А весь СССР он последовательно считал Зоной, и кто-таки посмеет
сказать, будто бы писатель был не прав?! Сергей Пидорчук был фантаст на
редкость знаменитый, напечатался даже в одной районной газете болгарского
комсомола, и потому считал себя писателем международным, что отмечал на
визитках.
- А не пытался ли Смургацкий искать этот волшебный шар?
- Еще как пытался! Сколько раз! Много, много раз рассказывал старший
Смургацкий своему ученику, другу и наперстнику Пидорчуку про то, как он
искал подобные шары...
- А он не рассказывал, где искал?
- Здесь и искал, по всему Карскому краю! Вы разве не знаете?! Старший
Смургацкий кончил в городе Конске Конскую школу переводчиков КГБ! С ним
вообще все понятно! Невероятные страдания испытал человек, прежде чем
вступить на путь борьбы за демократию!
- А где именно искал?.. О том нет никаких известий?
Но тут Пидорчук стал проявлять неумеренный интерес, зачем Стекляшкиным
все это надо, и пришлось ссылаться на интерес к фантастике и к истокам
фантазии автора в его реальном существовании. Трудно сказать, в какой
степени поверил Пидорчук, но, по крайней мере, отцепился.

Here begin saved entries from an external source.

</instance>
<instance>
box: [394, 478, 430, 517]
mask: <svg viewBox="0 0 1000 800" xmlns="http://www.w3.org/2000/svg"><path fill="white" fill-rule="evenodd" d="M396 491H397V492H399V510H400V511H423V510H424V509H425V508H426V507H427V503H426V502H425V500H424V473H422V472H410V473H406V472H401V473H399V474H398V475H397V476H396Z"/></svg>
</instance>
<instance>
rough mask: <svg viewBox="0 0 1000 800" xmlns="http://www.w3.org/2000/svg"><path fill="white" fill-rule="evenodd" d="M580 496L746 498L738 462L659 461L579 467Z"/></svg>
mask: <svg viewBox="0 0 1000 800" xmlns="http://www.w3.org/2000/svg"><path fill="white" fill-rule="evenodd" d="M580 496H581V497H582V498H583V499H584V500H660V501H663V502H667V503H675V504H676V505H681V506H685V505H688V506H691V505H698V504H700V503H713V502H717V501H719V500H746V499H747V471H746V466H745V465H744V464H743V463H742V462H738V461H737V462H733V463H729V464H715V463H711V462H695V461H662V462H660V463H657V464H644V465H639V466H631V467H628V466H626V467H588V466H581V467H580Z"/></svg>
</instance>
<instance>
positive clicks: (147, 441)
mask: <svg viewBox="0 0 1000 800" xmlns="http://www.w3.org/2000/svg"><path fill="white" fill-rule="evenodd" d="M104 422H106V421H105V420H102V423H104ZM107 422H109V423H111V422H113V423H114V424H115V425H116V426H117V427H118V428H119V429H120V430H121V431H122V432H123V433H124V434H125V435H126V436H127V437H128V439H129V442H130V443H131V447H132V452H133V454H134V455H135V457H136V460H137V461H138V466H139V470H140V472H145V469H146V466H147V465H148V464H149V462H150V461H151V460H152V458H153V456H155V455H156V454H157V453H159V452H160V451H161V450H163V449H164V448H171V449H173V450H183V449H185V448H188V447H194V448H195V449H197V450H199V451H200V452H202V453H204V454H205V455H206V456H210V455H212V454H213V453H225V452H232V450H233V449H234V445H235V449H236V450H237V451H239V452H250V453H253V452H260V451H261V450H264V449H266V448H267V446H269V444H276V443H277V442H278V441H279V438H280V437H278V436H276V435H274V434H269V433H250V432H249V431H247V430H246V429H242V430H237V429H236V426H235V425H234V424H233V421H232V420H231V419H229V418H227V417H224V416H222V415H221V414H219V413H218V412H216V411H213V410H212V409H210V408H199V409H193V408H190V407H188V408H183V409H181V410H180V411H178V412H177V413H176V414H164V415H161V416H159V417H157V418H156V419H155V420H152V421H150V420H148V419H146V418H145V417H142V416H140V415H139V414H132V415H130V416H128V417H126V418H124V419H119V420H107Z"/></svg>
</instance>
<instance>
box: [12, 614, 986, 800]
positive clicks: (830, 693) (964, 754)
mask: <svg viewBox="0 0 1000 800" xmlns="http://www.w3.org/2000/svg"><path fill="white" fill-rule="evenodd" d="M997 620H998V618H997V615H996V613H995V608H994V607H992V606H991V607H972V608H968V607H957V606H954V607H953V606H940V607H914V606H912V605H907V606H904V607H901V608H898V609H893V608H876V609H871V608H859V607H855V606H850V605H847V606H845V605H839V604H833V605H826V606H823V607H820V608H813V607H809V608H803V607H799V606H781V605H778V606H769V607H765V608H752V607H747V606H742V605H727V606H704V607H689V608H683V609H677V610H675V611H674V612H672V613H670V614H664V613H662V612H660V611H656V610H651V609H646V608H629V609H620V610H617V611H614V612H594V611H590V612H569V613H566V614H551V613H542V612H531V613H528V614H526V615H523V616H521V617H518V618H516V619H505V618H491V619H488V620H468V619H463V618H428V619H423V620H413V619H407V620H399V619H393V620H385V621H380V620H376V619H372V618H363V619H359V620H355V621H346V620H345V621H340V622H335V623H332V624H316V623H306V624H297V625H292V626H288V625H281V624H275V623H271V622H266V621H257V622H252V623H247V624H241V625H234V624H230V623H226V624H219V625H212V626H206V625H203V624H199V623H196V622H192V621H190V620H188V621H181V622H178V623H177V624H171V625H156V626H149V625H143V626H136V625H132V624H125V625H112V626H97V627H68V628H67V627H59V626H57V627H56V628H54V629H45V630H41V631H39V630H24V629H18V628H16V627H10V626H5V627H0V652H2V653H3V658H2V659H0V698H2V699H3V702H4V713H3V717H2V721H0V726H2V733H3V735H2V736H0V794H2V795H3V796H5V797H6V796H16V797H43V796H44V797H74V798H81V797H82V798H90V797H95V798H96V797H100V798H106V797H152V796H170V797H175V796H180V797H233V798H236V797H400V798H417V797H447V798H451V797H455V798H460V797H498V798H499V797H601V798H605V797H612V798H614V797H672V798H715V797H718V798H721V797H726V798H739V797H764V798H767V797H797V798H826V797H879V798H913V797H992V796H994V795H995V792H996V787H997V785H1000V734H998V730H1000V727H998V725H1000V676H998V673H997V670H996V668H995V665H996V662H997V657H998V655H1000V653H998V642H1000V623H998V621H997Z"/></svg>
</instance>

Другим другом семьи, в чей дом много раз водили Владимира Павловича,
был специалистом по женщинам, по истории Карского края и, в числе прочего,
специалистом по саженям - доцент Алексей Никодимович Хипоня. Владимир
Павлович не особенно любил бывать в его доме, вернее, в доме шестой жены
Хипони. В какой степени Хипоня был специалистом по его собственной жене,
Стекляшкин затруднился бы сказать, но во всяком случае, на жилистые колени
Ревмиры Владимировны он смотрел с интересом и, пожалуй, даже
профессионально. А Ревмирка, дрянь такая, безобразно кокетничала с известным
ученым, доцентом Хипоней, так вальяжно оттеснившем ее мужа, простого
инженера как-никак.
Тут надо сказать, что Хипоня оказался куда умней или попросту хитрей
Пидорчука и моментально связал смерть Миронова и интерес его наследников к
саженям. Проявилось это и в хищном желтом взоре глаз доцента и в эдакой
заторможенной манере изложения, при которой доцент одновременно внимательно
наблюдал - а как воспримут каждое его слово?

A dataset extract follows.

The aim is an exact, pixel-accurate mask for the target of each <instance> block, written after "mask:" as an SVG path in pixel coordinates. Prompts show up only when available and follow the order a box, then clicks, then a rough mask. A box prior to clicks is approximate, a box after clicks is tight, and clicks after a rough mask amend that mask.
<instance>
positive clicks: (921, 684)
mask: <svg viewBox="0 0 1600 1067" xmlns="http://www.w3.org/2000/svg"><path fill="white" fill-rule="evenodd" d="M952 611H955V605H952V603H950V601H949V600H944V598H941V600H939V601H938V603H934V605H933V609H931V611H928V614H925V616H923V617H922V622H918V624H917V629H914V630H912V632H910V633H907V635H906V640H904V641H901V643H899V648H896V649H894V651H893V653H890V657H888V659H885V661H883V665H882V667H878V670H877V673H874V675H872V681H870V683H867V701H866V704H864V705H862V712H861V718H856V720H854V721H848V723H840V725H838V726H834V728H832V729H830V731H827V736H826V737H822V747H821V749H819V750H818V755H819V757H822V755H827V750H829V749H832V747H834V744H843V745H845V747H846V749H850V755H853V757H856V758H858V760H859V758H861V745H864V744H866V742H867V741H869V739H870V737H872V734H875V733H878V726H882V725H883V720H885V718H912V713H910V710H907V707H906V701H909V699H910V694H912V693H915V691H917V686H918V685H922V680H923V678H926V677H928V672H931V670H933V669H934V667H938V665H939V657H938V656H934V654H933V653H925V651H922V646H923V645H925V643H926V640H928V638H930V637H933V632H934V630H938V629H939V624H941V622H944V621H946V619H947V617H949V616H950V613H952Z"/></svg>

- Есть такая вот сажень, морская, - задумчиво говорил доцент, кивая
красивой, известной всему Карску бородой клинышком, и его движения руками
ясно обнажали желание показать их, эти красивые, сильные, такие мужские
руки.
- Есть прямая сажень - это 152 сантиметра, - звучал красивый, зычный,
прекрасно поставленный голос доцента, - но есть и сажень в 176 сантиметров.
Но это - тоже прямая сажень, только другая. Такая сажень определяется как
размах рук человека от кончиков одной руки до кончиков пальцев другой. Косая
сажень будет больше - так вообще 216 сантиметров или 248 сантиметров. Потому
что это сажень, которая измеряется от пальцев одной руки, скажем - левой, и
до пальцев другой ноги, скажем - правой. На то и косая сажень...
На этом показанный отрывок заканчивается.